今朝もバスで通勤しました。
早朝の街路をバスでゆっくり移動する時の景色はとてもきれいなものです。
特に両側にたくさんの街路樹が茂っている通りは、朝日がかすかに差し込み、静かな美しさを感じます。
歩道や街路脇を埋め尽くすたくさんの植物を見ながら、わたしは感慨にふけります。
人工物の幾何学模様や左右対称なデザインは洗練されてはいますが、この植物による美しさには到底かないません。もしこの街路から植物がすべて撤去されてしまったら、無機質な空間が広がるだけのつまらない風景になってしまいます。
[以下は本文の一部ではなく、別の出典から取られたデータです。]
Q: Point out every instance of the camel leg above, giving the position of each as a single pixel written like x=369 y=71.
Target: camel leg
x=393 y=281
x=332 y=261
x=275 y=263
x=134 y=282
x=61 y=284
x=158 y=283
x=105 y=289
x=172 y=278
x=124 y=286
葉っぱなど、植物の細かな形状は対称的なデザインで意外に幾何学的な構造をしていますが、葉っぱごとに大きさや形が違い、葉の付き方もランダムでたくさん集まると無秩序で雑多に見えます。またそれぞれの部位が成長と老化を同時進行で行っていて、時間の経過でその姿を少しずつ変化させていきます。今日の姿と明日の姿は同じではないのです。
なので、植物全体をみると固定した普遍安定性は持ちませんが、時間的な変化や多様性をそのまま受け入れて全体をぼんやり見てみればそれはそれで、統一された普遍性のある存在で、永遠性も持っているのです。
例えば、私達はなんとなく楽譜は2次元で書かれるものだと思い込んでいますが、オーケストラなど多くの楽器が同時進行で演奏される場合、2次元の楽譜を並べてみるよりも、3次元(3D)で楽譜を書いた方が、いろんな楽器の調和が見えていいのではないかと感じることがあります。このように次元を変化させるという視点は新しい発想を呼び起こします。
生命というのは3次元で見ればバラバラで規則性のない不安定な存在に見えてしまいますが、もっと多次元の視点で見れば、人工物をはるかにしのぐ造形物なのかもしれないと感じます。